There were different names for children working on farms, the most well-known German one being Verdingkind, increasingly translated in the English-speaking media as “slave child”. The historian Gianna Virginia Weber who wrote a paper on the definition of Verdingkind favours the English translation ‘indentured child servant’.
By the end of the Second World War, the law had changed to define children placed with other families as foster children. The families were paid for the children’s upkeep. Legally and on paper, there was no such thing as a Verdingkind. In reality, it took decades for the exploitation, and the stigma to end.
“That was because of how society looked at these children. They usually had a stigma from being poor, out of wedlock, if the parents were not able to support them because of alcohol or psychiatric problems. These stigmas from the parents were put on the children,” Seglias said.

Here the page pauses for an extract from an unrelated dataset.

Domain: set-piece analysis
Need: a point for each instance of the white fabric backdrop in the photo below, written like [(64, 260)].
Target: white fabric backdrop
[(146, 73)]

Begert spent four years with the farming family shouldering a large work burden outside school hours. In the community he was referred to as a Verdingkind and that is how he thought of himself. It was normal for him to be called a ‘lazy lump’ and ‘good-for-nothing’.
“I did not feel that I was part of society at all. No one paved the way into society. The way was cut off,” Begert said.
Despite his good progress in school, and his teacher’s wish to send him on to secondary school, there was no hope of further education. The local poverty inspector ruled that out. Begert was enrolled in an apprenticeship as a foundry worker at the age of 16, hellish years of hard labour as he remembers, where until the age of 22 he was only paid pocket money from his earnings by the boarding house landlady, as arranged by his guardian.
After a health crisis, Begert did eventually find the resources within himself to break away from a life of drudgery. He changed jobs, started night school and turned his life around, eventually qualifying as an economics teacher. In 2008, he published his memoir, "Many years an Outsider".
It has taken many years of campaigning for the government to accept the principle that survivors of historic abuse and neglect in the care system should receive state compensation. Voters may have their say on the size of the compensation fund if forthcoming legislation on the issue does not satisfy campaigners for reparations (see video).
Begert won’t be applying for compensation as it wouldn’t change anything for him, he said. However he recognises that the money will be useful and important to many victims, including his brother. What matters to him is public awareness and the guarantee that child protection will never be so unimportant again.